Abstract:
In this dissertation I analyse the transformation of the South African law on the warranty against latent defects. I trace the development from pre-classical Roman law through to the enactment of the Consumer Protection Act 68 of 2008 (“the CPA”). Society’s ever-changing economic requirements and moral ideals serve as the driving forces behind these continuous legal developments.
Under Roman law the rules on latent defects initially applied to the sale of slaves. In contrast, modern South African law, as per the CPA and the values of the Constitution of the Republic of South Africa, 1996, specifically aims to protect the most vulnerable members of South Africa’s unequal society. The conservative approach adopted by the judiciary when adjudicating contractual matters hinders the transformation of the law of sale.

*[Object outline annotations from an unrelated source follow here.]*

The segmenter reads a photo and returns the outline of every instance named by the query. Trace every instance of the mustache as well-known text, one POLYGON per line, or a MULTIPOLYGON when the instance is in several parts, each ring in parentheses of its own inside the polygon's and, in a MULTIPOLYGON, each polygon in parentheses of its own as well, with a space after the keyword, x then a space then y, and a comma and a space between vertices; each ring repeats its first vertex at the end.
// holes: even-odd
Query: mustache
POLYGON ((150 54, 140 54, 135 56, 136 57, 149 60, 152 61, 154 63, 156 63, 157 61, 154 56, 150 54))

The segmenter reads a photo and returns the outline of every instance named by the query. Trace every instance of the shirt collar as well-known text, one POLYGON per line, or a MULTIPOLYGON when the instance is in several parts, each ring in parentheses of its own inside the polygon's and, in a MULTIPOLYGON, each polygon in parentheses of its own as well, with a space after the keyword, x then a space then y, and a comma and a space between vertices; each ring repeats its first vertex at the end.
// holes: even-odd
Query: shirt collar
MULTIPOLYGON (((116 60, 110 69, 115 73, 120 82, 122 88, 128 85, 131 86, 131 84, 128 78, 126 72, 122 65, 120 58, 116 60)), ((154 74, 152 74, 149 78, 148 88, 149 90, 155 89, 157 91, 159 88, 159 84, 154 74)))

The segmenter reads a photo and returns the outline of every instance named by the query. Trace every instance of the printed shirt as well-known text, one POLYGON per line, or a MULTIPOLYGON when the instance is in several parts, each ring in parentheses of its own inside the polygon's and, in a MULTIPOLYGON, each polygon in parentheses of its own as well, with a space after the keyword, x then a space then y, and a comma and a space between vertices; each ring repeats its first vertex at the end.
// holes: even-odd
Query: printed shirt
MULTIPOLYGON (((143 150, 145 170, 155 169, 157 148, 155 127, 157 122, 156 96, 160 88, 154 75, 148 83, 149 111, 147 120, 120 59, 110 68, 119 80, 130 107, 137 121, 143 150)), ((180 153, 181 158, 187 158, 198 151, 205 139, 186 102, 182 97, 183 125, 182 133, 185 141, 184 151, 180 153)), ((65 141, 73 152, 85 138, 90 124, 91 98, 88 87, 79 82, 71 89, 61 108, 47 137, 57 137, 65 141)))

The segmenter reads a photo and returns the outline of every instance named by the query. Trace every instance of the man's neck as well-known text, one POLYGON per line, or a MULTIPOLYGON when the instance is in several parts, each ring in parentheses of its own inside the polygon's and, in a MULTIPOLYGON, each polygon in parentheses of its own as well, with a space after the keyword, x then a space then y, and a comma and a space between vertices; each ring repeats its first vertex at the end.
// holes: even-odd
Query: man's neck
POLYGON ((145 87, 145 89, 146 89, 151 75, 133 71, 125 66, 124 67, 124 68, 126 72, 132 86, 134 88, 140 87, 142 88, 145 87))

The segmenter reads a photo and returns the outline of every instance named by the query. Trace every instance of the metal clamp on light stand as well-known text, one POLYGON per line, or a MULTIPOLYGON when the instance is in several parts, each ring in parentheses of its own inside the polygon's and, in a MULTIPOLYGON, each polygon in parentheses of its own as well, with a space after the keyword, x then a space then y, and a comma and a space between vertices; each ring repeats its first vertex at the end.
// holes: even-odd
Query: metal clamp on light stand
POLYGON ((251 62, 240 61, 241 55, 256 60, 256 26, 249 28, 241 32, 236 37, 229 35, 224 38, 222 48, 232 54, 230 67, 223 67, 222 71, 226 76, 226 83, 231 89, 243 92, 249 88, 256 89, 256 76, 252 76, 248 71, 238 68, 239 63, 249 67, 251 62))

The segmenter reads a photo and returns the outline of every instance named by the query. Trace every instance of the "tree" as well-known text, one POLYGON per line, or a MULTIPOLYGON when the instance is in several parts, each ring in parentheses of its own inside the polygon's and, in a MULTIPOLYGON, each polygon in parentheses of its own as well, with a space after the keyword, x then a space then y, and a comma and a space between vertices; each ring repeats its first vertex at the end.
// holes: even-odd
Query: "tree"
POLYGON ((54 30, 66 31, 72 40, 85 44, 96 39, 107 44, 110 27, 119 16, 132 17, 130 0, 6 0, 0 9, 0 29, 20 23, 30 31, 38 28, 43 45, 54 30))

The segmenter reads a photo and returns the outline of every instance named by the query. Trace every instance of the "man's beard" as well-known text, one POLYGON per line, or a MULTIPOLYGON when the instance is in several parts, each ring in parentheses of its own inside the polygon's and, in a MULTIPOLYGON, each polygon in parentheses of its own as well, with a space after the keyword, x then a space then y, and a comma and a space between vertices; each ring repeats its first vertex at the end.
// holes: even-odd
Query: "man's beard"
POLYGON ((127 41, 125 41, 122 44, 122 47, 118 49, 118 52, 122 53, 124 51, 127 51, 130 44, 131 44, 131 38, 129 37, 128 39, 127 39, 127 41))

Legal rules and legal thinking which reinforce traditional distributive patterns require reconsideration if societal-wide change, as demanded by the Constitution, can be imagined and accomplished. If the economic role of the contract and its power to divide and (re)distribute wealth is viewed as important, the link between poverty and the contract, and by association the consumer agreement, cannot be ignored.
Contracts, and specifically basic consumer and credit agreements, are often concluded in order to facilitate survival in our current social reality. The law as it relates to consumer protection and the sale of defective goods is directly related to the contract’s role in wealth distribution. Where sales agreements are in question, the unequal bargaining power of the parties can impede the purchaser/consumer even further. The consumer’s right to good quality and safe goods creates uncertainty regarding whether or not the seller’s liability under the common law warranty against latent defects may be excluded in instances where the CPA and the common law apply simultaneously. This uncertainty, if addressed as being part of the national project of transformative constitutionalism, the only conclusion that can be drawn is that the exclusion of the seller’s liability is, paradoxically, detrimental to the very subject that the CPA and Constitution aim to protect, namely the purchaser.